Bisogna quindi fare attenzione perché la funzione dell’anticomplottismo mainstream è quella di legittimare l’ordine corrente (e la sinistra non riesce ancora a comprenderlo). Elisa Lello va diritta al punto quando individua, come nodo che impedisce un dialogo tra sinistra e classi popolari, il fatto che la prima “non fa nulla per dissimulare il suo disprezzo per i valori e i modi di vita delle seconde, mentre si dispera perché queste ultime non le tributano più i loro consensi”. Nodo, sottolinea, che riguarda anche il mondo accademico. Capita quindi che venga tacciato di complottismo chi sottolinea che è fondamentale chiarire gli intrecci sempre più stretti tra scienza, politica e interessi privati. Chi riconosce che stiamo assistendo da anni, a livello di organizzazioni sovranazionali, all’elaborazione di strategie di global health unidimensionali, appiattite sul concetto di immunizzazione. Chi ricorda che la posizione di chi fa ricerca non può esser neutrale e ogni sapere non può che essere situato.
Se da una parte stiamo andando verso una progressiva iperspecializzazione delle scienze, dall’altra noi ci teniamo a sottolineare che la verità soggettiva, quella che parte dalla vita, dal proprio sentire, dalle proprie contraddizioni, ha una valenza cruciale persino in ambito biostatistico. Proprio in quanto persone che lavorano nel campo della ricerca, invitiamo a fare attenzione agli scienziati che hanno la pretesa di fornire verità assolute. Lanciamo quindi anche noi l’allarme di aver “idolatrato il razionalismo tanto da non sapere vedere i pericoli derivanti al porre la scienza al centro della politica”, come scrive Lello. Di più, invitiamo a fare attenzione a chi strumentalizza le parole degli scienziati per non assumersi la responsabilità dei tagli alla sanità e alla scuola di questi decenni.

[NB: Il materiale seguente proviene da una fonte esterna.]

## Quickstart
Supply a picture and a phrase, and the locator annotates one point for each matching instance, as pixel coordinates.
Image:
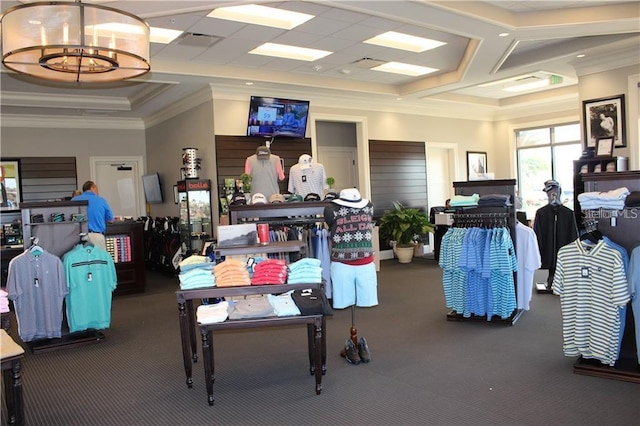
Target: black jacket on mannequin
(555, 226)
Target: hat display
(350, 197)
(258, 198)
(305, 161)
(551, 185)
(331, 195)
(263, 153)
(276, 198)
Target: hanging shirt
(592, 286)
(37, 286)
(528, 256)
(92, 278)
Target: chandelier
(74, 42)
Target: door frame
(362, 146)
(139, 160)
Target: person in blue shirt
(98, 213)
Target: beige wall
(70, 142)
(165, 141)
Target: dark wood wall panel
(232, 151)
(47, 178)
(398, 173)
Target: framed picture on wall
(604, 118)
(476, 165)
(10, 196)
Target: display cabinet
(194, 200)
(125, 244)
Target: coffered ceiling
(543, 39)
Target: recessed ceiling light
(404, 69)
(404, 42)
(289, 52)
(261, 15)
(163, 35)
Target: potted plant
(401, 226)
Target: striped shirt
(592, 286)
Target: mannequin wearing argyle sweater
(351, 231)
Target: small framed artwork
(604, 147)
(476, 165)
(603, 118)
(10, 184)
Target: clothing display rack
(622, 227)
(58, 238)
(487, 217)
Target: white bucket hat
(351, 197)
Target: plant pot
(404, 253)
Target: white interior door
(340, 163)
(119, 181)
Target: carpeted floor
(424, 370)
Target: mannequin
(353, 272)
(555, 226)
(307, 177)
(265, 170)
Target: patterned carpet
(424, 370)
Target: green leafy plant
(330, 181)
(246, 183)
(404, 225)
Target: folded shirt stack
(464, 200)
(283, 304)
(252, 306)
(231, 273)
(4, 302)
(494, 200)
(612, 200)
(270, 271)
(211, 314)
(196, 272)
(306, 270)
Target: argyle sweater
(351, 231)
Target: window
(546, 153)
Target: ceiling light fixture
(404, 69)
(404, 42)
(261, 15)
(289, 52)
(74, 42)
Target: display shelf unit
(194, 200)
(581, 168)
(186, 314)
(508, 213)
(622, 227)
(125, 243)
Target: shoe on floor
(351, 353)
(363, 350)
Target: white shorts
(354, 285)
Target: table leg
(191, 316)
(208, 358)
(319, 331)
(184, 339)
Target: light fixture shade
(74, 42)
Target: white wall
(69, 142)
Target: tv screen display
(269, 117)
(152, 188)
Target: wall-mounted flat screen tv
(152, 188)
(270, 117)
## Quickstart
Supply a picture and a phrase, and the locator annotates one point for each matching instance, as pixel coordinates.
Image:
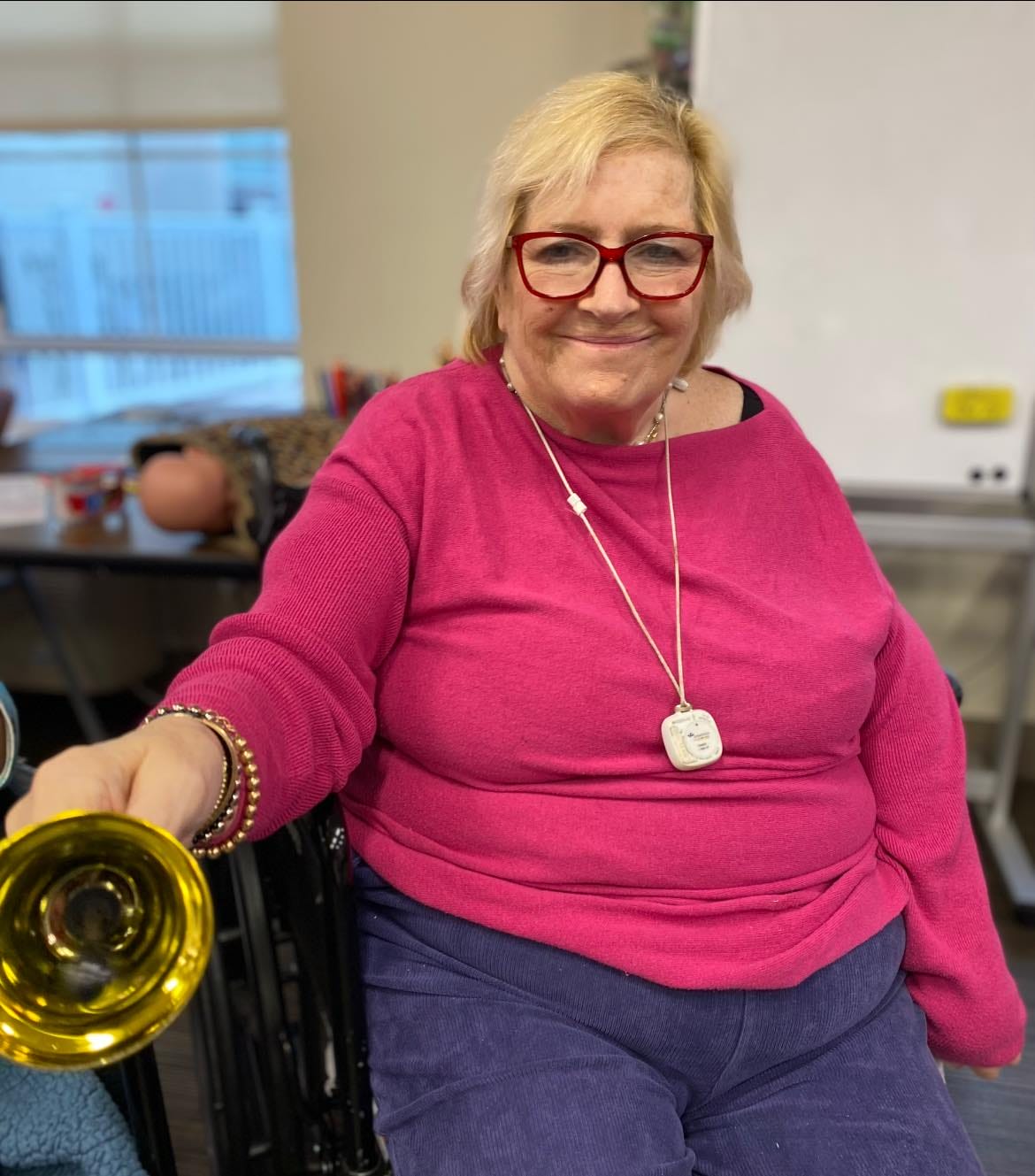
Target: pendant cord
(580, 510)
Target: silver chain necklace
(689, 735)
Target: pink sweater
(436, 632)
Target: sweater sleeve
(296, 674)
(913, 749)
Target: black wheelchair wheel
(279, 1018)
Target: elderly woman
(656, 789)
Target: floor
(1000, 1115)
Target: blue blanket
(61, 1125)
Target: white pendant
(692, 739)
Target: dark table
(119, 542)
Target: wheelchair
(278, 1022)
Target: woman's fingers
(168, 772)
(82, 778)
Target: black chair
(279, 1018)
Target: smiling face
(595, 367)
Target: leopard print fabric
(298, 446)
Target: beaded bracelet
(234, 813)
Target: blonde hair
(556, 147)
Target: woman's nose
(610, 296)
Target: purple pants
(492, 1055)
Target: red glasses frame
(610, 254)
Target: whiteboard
(885, 177)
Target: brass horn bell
(106, 926)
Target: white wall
(393, 111)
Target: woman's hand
(168, 772)
(984, 1072)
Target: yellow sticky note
(978, 404)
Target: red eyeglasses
(659, 266)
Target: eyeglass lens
(661, 267)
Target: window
(146, 268)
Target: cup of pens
(345, 389)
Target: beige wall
(393, 111)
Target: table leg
(1010, 853)
(86, 714)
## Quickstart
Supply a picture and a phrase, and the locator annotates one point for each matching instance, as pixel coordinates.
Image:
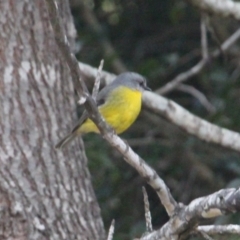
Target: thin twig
(220, 229)
(130, 156)
(204, 43)
(199, 66)
(205, 235)
(111, 230)
(148, 217)
(97, 81)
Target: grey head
(128, 79)
(132, 80)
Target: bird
(119, 104)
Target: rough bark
(44, 194)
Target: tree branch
(199, 66)
(224, 8)
(220, 229)
(179, 116)
(219, 203)
(129, 155)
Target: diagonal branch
(199, 66)
(224, 8)
(179, 116)
(129, 155)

In definitiva, bisogna avere il coraggio di ripensare il rapporto tra scienza e politica, liberare la società dalla mercatizzazione di ogni esperienza umana e dalla governance algoritmica che sta riducendo gli umani a profili, numeri, vite da niente. Questa deriva è inscritta nelle dinamiche ricorsive del sistema, non nella mente di singoli demiurghi, siano essi appartenenti ai liberal-progressisti del globalismo dem o alla tecno-destra ultraliberista e reazionaria di marca trumpiana.